The speaker presents measurements showing how much overhead the wire protocols for various DBs have. MySQL is the best, Postgresql is orders of magnitude worse due to a very inefficient binary format design. The best is still 10x worse than netcat.
Apache Arrow is trying to design a universal protocol for DB access that's more efficient than what's out there currently.
Speaker asserts that scale-out is usually not needed in data analytics, no need to use Spark etc unless you want it on your CV.
Audience member asks "what about multi-user/multi-process access", speaker admits DuckDB basically doesn't do that.
Speaker pitches for using embedded in-proc DBs inside AWS Lambda functions. Not practical to install Oracle RDBMS in something that only runs for 100msec.
A web shell for DuckDB is demonstrated, it uses WASM.
Decentralization is pitched as a reason to avoid 2-tier architecture (separate db engine w/ client protocol).
It's not only unpractical, but hard to get it done. Recently tried to run Postgres in an AWS Lambda to create an anonymized DB dump. It was so painful that I gave up and created an access restricted database to do the anonymization instead. An in-memory mode for Postgres that would be as easy to run as sqlite or duckdb would be so useful for things where one can not replace it with either of them (sql dumps, testing).
https://github.com/zonkyio/embedded-postgres-binaries
I've been using this for test runners in Node and Go for a while now and it's been quite painless. Would be nice to have wider language support though
What we really want is to store some data somewhere, and later be able to retrieve it, without necessarily knowing what it was we stored or where or how. And we don't want to think about what server it's on, or what hard drive, or what folder.
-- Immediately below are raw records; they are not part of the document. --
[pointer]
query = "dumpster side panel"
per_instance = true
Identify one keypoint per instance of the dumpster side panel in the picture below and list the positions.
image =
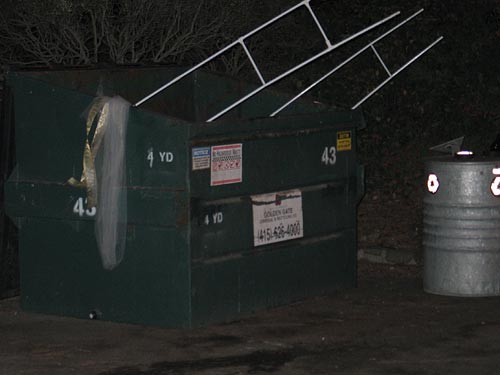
(234, 270)
(50, 130)
(232, 287)
(61, 274)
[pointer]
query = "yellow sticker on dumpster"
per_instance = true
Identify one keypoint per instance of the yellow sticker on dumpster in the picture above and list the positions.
(344, 141)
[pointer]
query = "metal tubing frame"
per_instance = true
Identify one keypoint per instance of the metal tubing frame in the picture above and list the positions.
(398, 71)
(349, 59)
(240, 40)
(301, 65)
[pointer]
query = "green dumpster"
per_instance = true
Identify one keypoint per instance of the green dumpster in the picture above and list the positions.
(224, 218)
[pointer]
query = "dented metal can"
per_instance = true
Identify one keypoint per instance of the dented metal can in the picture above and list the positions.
(462, 226)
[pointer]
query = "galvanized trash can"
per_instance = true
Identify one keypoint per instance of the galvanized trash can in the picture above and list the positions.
(225, 218)
(462, 226)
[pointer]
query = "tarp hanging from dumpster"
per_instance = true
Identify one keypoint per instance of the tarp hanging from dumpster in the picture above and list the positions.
(104, 176)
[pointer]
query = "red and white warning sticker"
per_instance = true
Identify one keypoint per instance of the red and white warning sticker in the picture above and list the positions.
(226, 164)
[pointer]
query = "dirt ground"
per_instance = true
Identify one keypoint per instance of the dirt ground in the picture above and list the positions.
(387, 325)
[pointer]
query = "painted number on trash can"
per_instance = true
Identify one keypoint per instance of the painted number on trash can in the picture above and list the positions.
(329, 156)
(80, 208)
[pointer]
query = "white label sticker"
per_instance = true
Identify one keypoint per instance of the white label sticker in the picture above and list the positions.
(226, 164)
(201, 158)
(277, 217)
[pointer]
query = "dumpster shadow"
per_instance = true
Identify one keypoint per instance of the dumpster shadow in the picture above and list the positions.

And we don't want to think about client protocols or query languages.
All of that would be possible if we reinvented i/o. Basically, just imagine what you want your experience to be, and then start making up names for functions that do that. Stuff that in a kernel, or a standard library. Now you have i/o that's based on how you really want to use data. The backend implementation of it can vary, but the point is to make the user experience what we actually want rather than what somebody else thinks is practical. Make the data interface you want to use, and make it a standard.
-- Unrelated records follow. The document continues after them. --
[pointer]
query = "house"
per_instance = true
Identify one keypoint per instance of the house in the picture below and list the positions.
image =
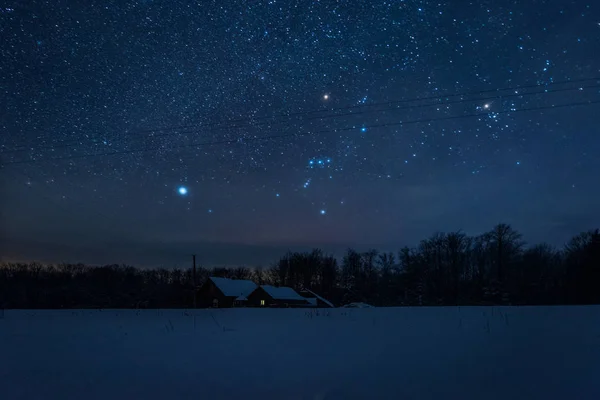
(223, 292)
(272, 296)
(315, 299)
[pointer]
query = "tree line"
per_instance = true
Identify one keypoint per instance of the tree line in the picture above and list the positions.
(445, 269)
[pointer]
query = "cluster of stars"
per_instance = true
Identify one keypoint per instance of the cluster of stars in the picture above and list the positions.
(211, 111)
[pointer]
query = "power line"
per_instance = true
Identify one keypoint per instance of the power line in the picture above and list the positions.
(296, 135)
(171, 131)
(460, 101)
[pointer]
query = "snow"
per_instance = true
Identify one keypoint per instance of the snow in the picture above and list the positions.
(282, 293)
(372, 353)
(234, 287)
(330, 304)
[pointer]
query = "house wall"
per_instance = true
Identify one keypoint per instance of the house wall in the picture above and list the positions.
(257, 295)
(260, 294)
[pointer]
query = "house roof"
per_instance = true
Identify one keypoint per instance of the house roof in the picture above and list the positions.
(282, 293)
(234, 287)
(330, 304)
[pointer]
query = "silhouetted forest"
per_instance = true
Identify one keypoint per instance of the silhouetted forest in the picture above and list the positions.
(445, 269)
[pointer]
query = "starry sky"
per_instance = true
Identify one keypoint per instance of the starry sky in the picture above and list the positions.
(145, 131)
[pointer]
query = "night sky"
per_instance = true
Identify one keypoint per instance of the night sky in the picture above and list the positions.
(145, 131)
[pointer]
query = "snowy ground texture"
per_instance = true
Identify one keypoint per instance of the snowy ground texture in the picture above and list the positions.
(379, 353)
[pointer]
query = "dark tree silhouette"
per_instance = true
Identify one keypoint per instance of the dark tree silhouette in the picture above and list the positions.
(445, 269)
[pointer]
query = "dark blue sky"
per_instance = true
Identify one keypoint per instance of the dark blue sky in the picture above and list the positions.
(109, 108)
What happened, is we discovered that files are really useful because you don't need to declare the format of data that goes into the file. So the operating system can handle things like reading and writing and the application can organise how it wants to keep the data in the file.
The same really is for sockets. It is really useful to have somebody transfer the data for you in a stream and you, the application, only worry about the format of the data.
Bytes are a "narrow waist" and in-fact DBs actually use our system for storage. By supporting bytes, anything that can be serialized can be stored by the next layer up and the contract is very simple.
Different types of data are legal in different jurisdictions (for example the definition of PII data), the physical location of the hard drive matters.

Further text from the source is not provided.